Anna, 13 ans, lève la tête de son devoir d’anglais. Pendant que la jeune fille enrichit son vocabulaire — pêche, banane, pomme, hamburger —, sa mère apprête les denrées qui constituent l’ordinaire de la famille: blé noir et beurre végétal. Personne ne relève l’ironie.

“L’hiver a été très dur, mais nous en sommes sortis”, raconte Anna, dont les yeux en amandes brillent d’excitation à l’évocation des épreuves passées. “Maintenant, je vais me concentrer sur mes études. Quand j’étais petite, je voulais travailler dans un magasin ou conduire un camion. Mais j’ai changé d’idée: je veux être médecin.”

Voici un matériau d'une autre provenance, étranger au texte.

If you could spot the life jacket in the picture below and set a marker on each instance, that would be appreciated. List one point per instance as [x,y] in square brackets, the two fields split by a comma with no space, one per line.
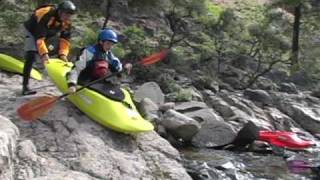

Médecin, vraiment? Comme Natacha Yurasova qui, revenue en 1983 dans sa ville natale de Petropavlovsk avec son diplôme d’anesthésiste en poche, n’a pas touché de salaire depuis neuf mois et travaille pratiquement comme bénévole dans un hôpital délabré et dépourvu de tout? Qu’est-ce qui la retient encore à son poste? “Ya n’é znayou. Où pourrais-je bien aller? Nous n’avons pas de cliniques privées. Et nous avons le devoir de prendre soin de nos patients, même si c’est parfois très dur de tenir.”

De fait, la situation est effroyable. La mortalité infantile est en hausse, la natalité en chute libre. La mortalité maternelle, proche de zéro en Europe occidentale, est ici supérieure à 70 pour 100 000 et les cas d’anémie parmi les femmes enceintes ont plus que doublé en six ans. Les brûlures, les empoisonnements, les noyades et accidents en tous genres et, plus inquiétant encore, les suicides se multiplient, signe d’une profonde crise de société, en particulier chez les jeunes. L’incidence de la tuberculose et des maladies sexuellement transmissibles a triplé, le VIH/sida et la toxicomanie prolifèrent.

Tout aurait pu être différent. Le Kamtchatka, comme l’Alaska, aurait pu être rattaché au bloc occidental au siècle dernier. En 1920 encore, il s’en fallut de très peu que l’URSS n’accordât à un citoyen Américain une concession de 60 ans sur la presqu’île. Quoi qu’il en soit, la région se tourne désormais vers les Etats-Unis à l’ouest, et vers le Japon et la Corée au sud. Il faut dire que la “métropole” est bien loin et que le fossé avec Moscou ne cesse de s’élargir. Les autorités misent sur le tourisme d’aventure — ski ex-trême, chasse, pêche, trekking — et sur les riches gisements d’or, de platine et de gaz naturel que recèle le permafrost de la péninsule.

Pour beaucoup, cependant, l’espoir à court terme réside essentiellement dans les colis alimentaires, les médicaments, les vêtements et les chaussures offerts par la Croix-Rouge. Demandez aux gens ce qu’ils attendent de l’avenir, du développement, de la transition, vous obtiendrez une réponse aussi prévisible que laconique: “Ya n’é znayou.”

Joe Lowry
Délégué à l’information de la Fédération basé à Moscou.